Dear customer man in tesco.
If you think you can make fat jokes about me and not have me do something about it, you are very sorely mistaken! I hope you enjoyed my trolley being shoved into your ankles and just be glad it wasn't my fist in your face!
 
X Kelly X said:
Dear customer man in tesco.
If you think you can make fat jokes about me and not have me do something about it, you are very sorely mistaken! I hope you enjoyed my trolley being shoved into your ankles and just be glad it wasn't my fist in your face!

It SHOULD have been your fist in his face! when did it suddenly become acceptable to poke fun at a strangers appearance?

In fact, go back & find the cretin & punch him twice - once for me x
 
I love this thread!

Dear total stranger at work (restaurant biz),

Yes I'm pregnant. No I'm not having twins. Yes I'm sure. Yes its ok for me to carry this tray of food. No I'm not 8 months along. I'm 6 months but thank u for making me feel like a bigger fat ass than I already do.

I have to come here and dress like a normal human being when I want to stay at home in elasticized pants. Please don't make my personal life your business. Especially at my place of employment.

Oh and thank u for publicly pointing out that I "waddle". Have a nice day.
 
Just to cheer you up and make you feel better.... It's GREAT that the customer thinks that you are 8 months along or with twins!!!! It means that your bump is showing so much BECAUSE YOU'VE LOST WEIGHT!!! Because you haven't had the 'ususal' pregnancy weight gains (that most women seem to get), your bump looks bigger with less fat around it!!!

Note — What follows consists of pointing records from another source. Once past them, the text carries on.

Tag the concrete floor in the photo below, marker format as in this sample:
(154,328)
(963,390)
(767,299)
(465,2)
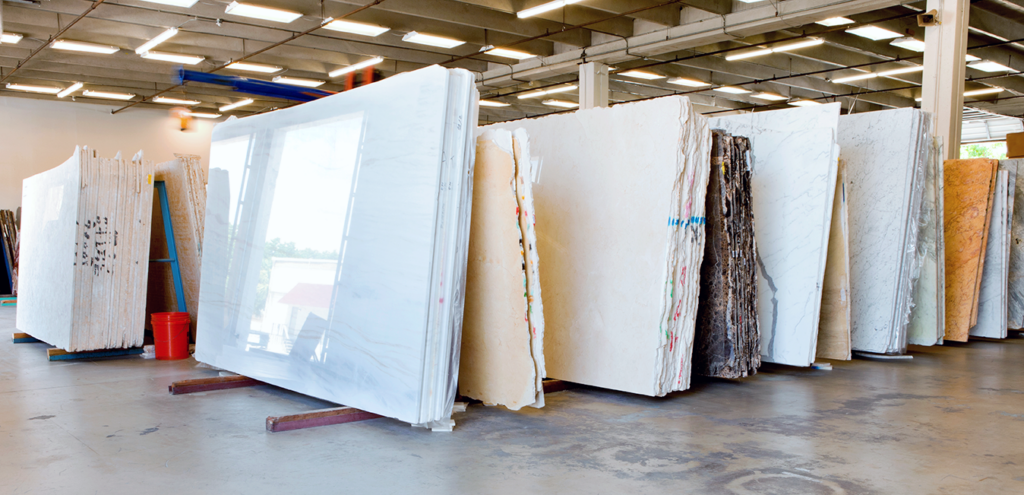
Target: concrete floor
(951,420)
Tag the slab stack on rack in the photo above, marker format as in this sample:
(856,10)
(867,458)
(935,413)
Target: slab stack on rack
(969,191)
(334,253)
(85,246)
(503,329)
(794,158)
(886,156)
(992,298)
(726,342)
(185,182)
(620,198)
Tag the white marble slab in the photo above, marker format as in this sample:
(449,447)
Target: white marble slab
(794,157)
(359,203)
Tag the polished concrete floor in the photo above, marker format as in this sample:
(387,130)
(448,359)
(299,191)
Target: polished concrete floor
(951,420)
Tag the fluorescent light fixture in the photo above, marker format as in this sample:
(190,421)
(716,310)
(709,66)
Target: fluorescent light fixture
(355,67)
(560,102)
(107,94)
(902,70)
(986,66)
(70,89)
(167,100)
(354,28)
(296,81)
(682,81)
(507,53)
(546,7)
(732,90)
(833,22)
(873,33)
(431,40)
(265,13)
(228,108)
(769,96)
(245,66)
(10,38)
(176,3)
(34,89)
(175,57)
(542,92)
(83,46)
(642,75)
(201,115)
(908,44)
(978,92)
(162,37)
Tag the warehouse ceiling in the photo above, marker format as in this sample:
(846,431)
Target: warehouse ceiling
(692,39)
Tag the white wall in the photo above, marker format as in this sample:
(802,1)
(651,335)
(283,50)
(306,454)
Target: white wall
(39,134)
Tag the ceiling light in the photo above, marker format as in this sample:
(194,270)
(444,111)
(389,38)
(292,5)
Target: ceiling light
(547,7)
(162,37)
(70,89)
(34,89)
(175,57)
(731,90)
(908,44)
(355,67)
(431,40)
(769,96)
(682,81)
(82,46)
(10,38)
(202,115)
(265,13)
(245,66)
(977,92)
(833,22)
(560,102)
(986,66)
(542,92)
(176,3)
(356,28)
(107,94)
(507,53)
(228,108)
(873,33)
(295,81)
(167,100)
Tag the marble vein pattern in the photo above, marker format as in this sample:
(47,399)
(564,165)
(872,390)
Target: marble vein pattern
(970,189)
(886,155)
(795,160)
(620,197)
(1015,284)
(992,299)
(336,235)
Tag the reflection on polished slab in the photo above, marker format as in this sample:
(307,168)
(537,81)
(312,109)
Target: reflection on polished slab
(335,246)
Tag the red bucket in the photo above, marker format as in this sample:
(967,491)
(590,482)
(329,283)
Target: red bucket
(170,334)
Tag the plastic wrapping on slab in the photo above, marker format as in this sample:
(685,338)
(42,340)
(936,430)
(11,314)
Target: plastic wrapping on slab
(336,233)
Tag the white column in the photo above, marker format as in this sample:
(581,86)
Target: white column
(593,85)
(945,49)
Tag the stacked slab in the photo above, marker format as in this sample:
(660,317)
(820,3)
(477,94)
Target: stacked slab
(84,252)
(794,160)
(334,253)
(886,155)
(503,326)
(726,341)
(620,197)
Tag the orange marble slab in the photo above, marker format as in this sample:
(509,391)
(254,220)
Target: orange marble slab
(969,189)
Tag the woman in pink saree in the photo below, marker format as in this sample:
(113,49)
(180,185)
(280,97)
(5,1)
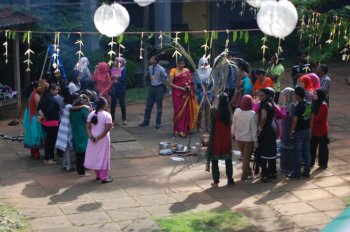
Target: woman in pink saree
(184,99)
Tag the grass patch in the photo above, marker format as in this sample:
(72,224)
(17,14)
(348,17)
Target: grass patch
(136,95)
(208,221)
(13,220)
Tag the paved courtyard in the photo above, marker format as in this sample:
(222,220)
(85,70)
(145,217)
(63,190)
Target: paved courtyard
(147,185)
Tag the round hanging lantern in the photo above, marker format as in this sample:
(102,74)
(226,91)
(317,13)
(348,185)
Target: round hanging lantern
(277,18)
(144,2)
(111,20)
(256,3)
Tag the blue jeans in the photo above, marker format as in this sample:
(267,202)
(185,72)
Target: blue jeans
(302,151)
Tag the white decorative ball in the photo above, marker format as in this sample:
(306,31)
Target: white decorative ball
(144,2)
(277,18)
(111,20)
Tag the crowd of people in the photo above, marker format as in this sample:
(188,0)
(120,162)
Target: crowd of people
(248,107)
(262,114)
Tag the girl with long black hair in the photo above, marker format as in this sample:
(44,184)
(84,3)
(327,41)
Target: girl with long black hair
(220,142)
(98,152)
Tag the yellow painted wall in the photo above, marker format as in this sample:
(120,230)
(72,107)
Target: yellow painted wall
(195,15)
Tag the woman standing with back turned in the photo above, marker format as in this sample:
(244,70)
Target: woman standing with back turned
(98,152)
(220,142)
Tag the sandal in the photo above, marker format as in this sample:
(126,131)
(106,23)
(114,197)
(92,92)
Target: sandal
(13,123)
(214,185)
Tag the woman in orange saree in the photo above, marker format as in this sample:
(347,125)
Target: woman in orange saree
(184,99)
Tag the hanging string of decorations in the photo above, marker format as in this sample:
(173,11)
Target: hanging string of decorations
(80,43)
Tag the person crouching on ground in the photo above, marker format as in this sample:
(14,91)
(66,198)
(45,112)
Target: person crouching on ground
(98,153)
(220,142)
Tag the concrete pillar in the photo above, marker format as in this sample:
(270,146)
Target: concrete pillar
(162,19)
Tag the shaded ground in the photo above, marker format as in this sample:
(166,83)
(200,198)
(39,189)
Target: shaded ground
(147,185)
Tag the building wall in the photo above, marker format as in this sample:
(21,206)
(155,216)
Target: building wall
(195,14)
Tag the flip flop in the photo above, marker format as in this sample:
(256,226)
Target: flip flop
(13,123)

And of course you waddle - YOU'RE PREGNANT!!!! If they choose to comment on your walk next time - offer to shove a bowling ball up whatever orifice you choose - and let's see how they walk!!!

ENJOY THE REST OF YOUR PREGNANCY!!!!
 
Dear Charlie... Yes you are my little brother, and I do love and adore you, but please refrain from dating my friends... I am now having to pick up the pieces of my best friends heart, because stupidly she fell in love with you hook line and sinker... I tried to warn her, I really did, I know that you will never settle down again after the mess 'she who will not be named' and you went through... I have lost count since you grew in to the handsome hunk you did, that I have been in this position... Please stop dating my friends... Thank you... Much love Sis... xx

Sent from my HTC Wildfire using MiniMins
 
Dear OH,

Why oh why can't you, just for once, come back from the pub vaguely when you say you're going to. It wouldn't be so bad if it weren't for the fact that

a) YOU were the one who said what time you'd be home - I didn't ask / tell you to be back a certain time.

b) You'll come back and be all defensive about it before I even open my mouth rather than just apologise and admit you lost track of time

c) its me that'll have to listen to you moaning about Monday morning with a hangover in the morning.